Benchmarking Deep Learning Architectures for ECG-Based Multi-label Heart Disease Prediction using MIMIC-IV Database

Eyiara Oladipo, Sarwar Nazrul, Mohamed S Nafea

Published: 04 Jul 2025, Last Modified: 11 Sept 20252025 IEEE 38th International Symposium on Computer-Based Medical Systems (CBMS)EveryoneCC BY-NC-ND 4.0

Abstract: Cardiovascular disease (CVD) is a leading cause of global mortality, accounting for an estimated 17.9 million deaths annually. CVD is broadly defined as a group of medical conditions influenced by modifiable or non-modifiable risk factors that affect the heart’s ability to function properly.

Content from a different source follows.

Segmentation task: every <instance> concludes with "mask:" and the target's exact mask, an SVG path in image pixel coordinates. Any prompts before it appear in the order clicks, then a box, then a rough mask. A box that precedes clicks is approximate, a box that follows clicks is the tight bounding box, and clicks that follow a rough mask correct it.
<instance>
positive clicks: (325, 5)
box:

Machine learning (ML) has emerged as a powerful tool for analyzing complex medical data, aiding in early detection and accurate diagnosis of CVD and improving patient outcomes. Recent studies proposed various deep learning (DL) architectures for detecting CVD, yet there is a lack of robust benchmarks for comparing their performance on large-scale databases. In this work, we benchmark six state-of-the-art DL architectures for multi-label heart disease classification using 12-lead electrocardiogram (ECG) data from the large-scale publicly available Medical Information Mart for Intensive Care (MIMIC) database. Specifically, we evaluate a 1-dimensional convolutional neural network (CNN) with residual blocks (1D-CNN-ResNet); bidirectional long-short-term-memory neural network with convolutional layers (CNN-Bi-LSTM); spectrogram-based CNN (SpG-CNN); convolution-attention-transformer network (CAT-Net); hierarchical attention network (HAN), and structured state space sequence (S4) model; on a multi-label heart disease classification task with seven diagnostic targets. Model accuracy is assessed using the Hamming distance and its complexity is measured by number of model parameters. By contrasting models’ accuracies versus their complexity, we establish a reliable benchmark providing constructive insights for advancing automated cardiovascular diagnostics.